Жан Расин и другие (Гинзбург) - страница 97

Любой честолюбец, к примеру (как и скупец, ревнивец, влюбленный), – существо бренное, горсть праха, равно как и все мы; он значителен лишь как носитель вечной страсти – честолюбия, и его история волнует нас постольку, поскольку позволяет вытащить на свет божий еще какую-то черточку, еще какую-то гримасу этой вечной страсти. А потому и тираду о честолюбии, произнесенную по поводу вот этого именно честолюбца, можно будет использовать и в другой пьесе – во всякой, где речь зайдет о честолюбии.

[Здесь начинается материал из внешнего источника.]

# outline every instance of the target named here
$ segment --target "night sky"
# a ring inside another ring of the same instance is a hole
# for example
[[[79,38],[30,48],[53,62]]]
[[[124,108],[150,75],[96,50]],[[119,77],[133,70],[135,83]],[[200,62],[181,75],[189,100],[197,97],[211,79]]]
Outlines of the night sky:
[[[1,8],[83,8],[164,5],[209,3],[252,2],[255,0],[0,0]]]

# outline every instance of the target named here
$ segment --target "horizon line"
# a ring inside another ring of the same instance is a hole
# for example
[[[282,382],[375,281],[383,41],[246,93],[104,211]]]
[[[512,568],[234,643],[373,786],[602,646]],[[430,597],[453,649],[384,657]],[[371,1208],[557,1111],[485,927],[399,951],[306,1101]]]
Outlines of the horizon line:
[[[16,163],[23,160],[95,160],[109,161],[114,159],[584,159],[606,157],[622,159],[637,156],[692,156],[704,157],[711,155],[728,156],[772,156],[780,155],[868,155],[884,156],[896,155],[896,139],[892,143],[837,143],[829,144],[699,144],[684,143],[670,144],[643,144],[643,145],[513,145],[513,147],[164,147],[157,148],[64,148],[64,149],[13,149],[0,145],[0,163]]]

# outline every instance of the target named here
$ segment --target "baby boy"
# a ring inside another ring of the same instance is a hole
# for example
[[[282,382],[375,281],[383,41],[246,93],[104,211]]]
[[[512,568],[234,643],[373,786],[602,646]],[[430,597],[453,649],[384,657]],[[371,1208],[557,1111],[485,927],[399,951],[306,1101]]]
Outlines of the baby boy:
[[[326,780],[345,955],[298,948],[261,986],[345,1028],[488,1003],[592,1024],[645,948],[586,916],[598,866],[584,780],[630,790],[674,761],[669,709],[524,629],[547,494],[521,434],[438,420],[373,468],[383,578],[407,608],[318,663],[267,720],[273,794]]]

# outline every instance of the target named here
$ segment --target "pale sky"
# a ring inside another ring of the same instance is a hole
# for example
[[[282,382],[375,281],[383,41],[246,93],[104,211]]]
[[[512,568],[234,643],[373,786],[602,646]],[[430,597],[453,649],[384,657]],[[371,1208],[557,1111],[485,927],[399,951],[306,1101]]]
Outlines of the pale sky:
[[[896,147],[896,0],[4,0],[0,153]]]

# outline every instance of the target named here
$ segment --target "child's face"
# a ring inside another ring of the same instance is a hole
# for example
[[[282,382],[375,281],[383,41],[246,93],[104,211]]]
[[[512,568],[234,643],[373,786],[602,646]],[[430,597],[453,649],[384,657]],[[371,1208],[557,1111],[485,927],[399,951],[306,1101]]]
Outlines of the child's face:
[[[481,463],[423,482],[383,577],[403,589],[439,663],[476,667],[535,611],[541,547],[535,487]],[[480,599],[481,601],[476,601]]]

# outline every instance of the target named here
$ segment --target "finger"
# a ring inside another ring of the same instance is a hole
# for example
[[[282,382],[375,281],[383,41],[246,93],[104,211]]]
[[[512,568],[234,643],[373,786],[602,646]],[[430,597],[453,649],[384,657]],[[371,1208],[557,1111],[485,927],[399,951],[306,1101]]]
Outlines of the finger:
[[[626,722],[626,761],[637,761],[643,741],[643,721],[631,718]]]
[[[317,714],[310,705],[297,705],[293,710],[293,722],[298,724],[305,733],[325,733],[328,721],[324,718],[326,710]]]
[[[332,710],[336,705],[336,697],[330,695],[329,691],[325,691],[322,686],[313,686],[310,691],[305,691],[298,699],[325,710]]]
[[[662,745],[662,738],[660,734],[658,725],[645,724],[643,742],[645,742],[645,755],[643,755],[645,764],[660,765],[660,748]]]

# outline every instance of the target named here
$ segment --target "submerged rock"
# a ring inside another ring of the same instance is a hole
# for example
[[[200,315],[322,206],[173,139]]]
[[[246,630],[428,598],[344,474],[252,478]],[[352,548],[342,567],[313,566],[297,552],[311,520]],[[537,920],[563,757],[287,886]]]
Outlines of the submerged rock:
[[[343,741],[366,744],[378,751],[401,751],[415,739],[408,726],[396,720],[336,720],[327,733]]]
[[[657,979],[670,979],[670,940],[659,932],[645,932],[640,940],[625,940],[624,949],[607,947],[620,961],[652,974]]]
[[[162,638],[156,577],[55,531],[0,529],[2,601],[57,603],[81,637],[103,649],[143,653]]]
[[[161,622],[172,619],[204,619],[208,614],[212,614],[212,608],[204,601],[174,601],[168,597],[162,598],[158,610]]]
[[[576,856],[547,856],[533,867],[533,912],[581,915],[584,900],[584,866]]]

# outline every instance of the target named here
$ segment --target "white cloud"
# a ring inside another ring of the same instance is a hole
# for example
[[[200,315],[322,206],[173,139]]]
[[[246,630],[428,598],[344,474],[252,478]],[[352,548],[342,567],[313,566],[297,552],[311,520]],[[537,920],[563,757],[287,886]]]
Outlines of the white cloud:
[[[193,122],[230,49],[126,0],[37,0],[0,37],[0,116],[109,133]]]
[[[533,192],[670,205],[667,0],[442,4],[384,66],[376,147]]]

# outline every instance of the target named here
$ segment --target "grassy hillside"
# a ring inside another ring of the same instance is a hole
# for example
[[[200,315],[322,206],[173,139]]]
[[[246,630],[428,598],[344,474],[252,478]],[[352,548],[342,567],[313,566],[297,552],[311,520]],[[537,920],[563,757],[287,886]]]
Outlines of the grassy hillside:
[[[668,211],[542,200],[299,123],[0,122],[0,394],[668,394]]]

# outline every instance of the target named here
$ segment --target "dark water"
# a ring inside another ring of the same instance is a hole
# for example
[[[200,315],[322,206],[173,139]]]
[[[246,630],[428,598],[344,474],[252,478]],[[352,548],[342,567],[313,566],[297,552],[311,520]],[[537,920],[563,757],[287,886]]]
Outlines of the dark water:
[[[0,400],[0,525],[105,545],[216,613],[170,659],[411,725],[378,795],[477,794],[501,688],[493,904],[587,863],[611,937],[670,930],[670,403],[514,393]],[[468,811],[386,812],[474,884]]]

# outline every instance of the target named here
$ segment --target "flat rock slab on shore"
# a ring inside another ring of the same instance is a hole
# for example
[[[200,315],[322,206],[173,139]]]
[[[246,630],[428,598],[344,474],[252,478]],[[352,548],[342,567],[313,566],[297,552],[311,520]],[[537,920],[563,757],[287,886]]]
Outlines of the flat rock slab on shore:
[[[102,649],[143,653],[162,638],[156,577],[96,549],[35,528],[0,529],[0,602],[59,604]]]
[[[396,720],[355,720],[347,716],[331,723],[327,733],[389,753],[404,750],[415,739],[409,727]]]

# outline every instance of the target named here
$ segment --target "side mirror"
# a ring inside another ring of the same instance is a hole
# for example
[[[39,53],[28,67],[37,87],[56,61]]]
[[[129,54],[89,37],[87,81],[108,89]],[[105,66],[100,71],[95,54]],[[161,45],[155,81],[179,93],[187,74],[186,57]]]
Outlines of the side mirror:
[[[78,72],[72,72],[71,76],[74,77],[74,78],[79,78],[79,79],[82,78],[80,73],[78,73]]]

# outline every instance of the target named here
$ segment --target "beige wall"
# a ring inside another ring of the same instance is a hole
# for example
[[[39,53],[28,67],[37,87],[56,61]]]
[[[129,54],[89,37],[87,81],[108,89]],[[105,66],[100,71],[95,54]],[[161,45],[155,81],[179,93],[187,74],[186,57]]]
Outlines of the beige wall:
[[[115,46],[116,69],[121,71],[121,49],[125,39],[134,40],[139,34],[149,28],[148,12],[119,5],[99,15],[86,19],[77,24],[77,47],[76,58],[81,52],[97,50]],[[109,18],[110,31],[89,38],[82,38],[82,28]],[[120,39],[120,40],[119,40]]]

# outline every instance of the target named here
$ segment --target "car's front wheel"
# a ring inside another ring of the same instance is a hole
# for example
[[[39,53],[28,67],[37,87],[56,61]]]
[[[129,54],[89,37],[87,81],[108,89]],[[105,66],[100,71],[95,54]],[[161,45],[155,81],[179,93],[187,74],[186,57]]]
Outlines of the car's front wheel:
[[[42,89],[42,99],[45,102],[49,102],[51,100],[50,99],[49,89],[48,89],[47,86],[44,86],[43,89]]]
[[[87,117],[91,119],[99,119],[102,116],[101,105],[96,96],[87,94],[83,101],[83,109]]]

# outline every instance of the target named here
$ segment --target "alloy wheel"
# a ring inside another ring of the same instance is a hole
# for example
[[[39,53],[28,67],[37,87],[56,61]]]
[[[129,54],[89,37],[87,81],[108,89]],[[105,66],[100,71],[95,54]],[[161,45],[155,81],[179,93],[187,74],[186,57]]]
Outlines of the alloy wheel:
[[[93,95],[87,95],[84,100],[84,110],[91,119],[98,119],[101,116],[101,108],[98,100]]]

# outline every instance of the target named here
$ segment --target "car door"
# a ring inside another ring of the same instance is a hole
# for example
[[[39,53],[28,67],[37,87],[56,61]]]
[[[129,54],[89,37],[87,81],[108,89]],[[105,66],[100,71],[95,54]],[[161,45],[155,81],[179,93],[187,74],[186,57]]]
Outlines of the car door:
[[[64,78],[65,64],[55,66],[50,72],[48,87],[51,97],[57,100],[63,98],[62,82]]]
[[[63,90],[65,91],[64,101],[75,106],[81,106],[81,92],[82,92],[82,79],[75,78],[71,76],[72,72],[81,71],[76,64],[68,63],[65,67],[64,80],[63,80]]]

Противостояние личности и мира, отдельной судьбы и всеобщего хода вещей, в сущности, – главный сюжет любого искусства, какой бы взгляд на это противостояние ни выбирать, как бы ни представлять противостоящие начала – как необходимую частицу и гармоническую целокупность, как непокоряющуюся жертву и неумолимого палача, как светоносного созидателя и косный хаос, как неразумного разрушителя и благодатную красоту… Все дело в том на каком члене этого уравнения сосредоточивается внимание по преимуществу. В искусстве XVII века мироздание мыслится прежде всего как человеческий универсум, художник вглядывается в людскую душу, не задерживаясь на вещественных подробностях внешней действительности. И все же сам человек, пусть как средоточие, венец, высшая ценность, но тоже вписан в извечно предустановленный ход бытия, и трагедия каждого героя есть лишь эпизод вселенской драмы творения. Романтический персонаж примечателен тем, чем он отличается от прочих, он наделен качествами редчайшими, а то и никому в его окружении, ближайшем и дальнем, не присущими. А потому в обществе он изгой: его девиз – «куда угодно прочь из этого мира». Классический герой обладает в сгущенном виде, в превосходной степени качествами, общими всем людям. Его нельзя изъять из человеческого общежития, как бы дурно оно ни было устроено.

Романтический автор отождествляет себя со своим героем, романтическое искусство лирично даже в повествовательных, описательных, изобразительных жанрах. Художник-романтик и сам по идее своей плохо уживается с миром, даже если внешне его существование оказывается вполне благополучным (что, впрочем, случается нечасто). И тем хуже для мира! У художника в XVII веке положение в обществе действительно очень незавидное, очень шаткое и неопределенное. Но тем хуже для художника! Его задача – не выкрикнуть в лицо обществу, что оно не достойно его прекрасной, томящейся нездешней тоской души, а доказать, что он такой же порядочный человек, такой же полезный член общества, как и его соседи, и заслуживает прочного и почетного места в социальной иерархии. Он думает не о самовыражении, самовозвеличении или саморазоблачении, а о том, как доставить поучение и удовольствие публике, если не всей, то лучшей ее части. Видит он себя в своем герое ровно в той мере, в какой узнают в нем себя и читатели, зрители, слушатели – «потребители» его искусства. И чтобы добиться их одобрения, нужно, чтобы узнавание состоялось.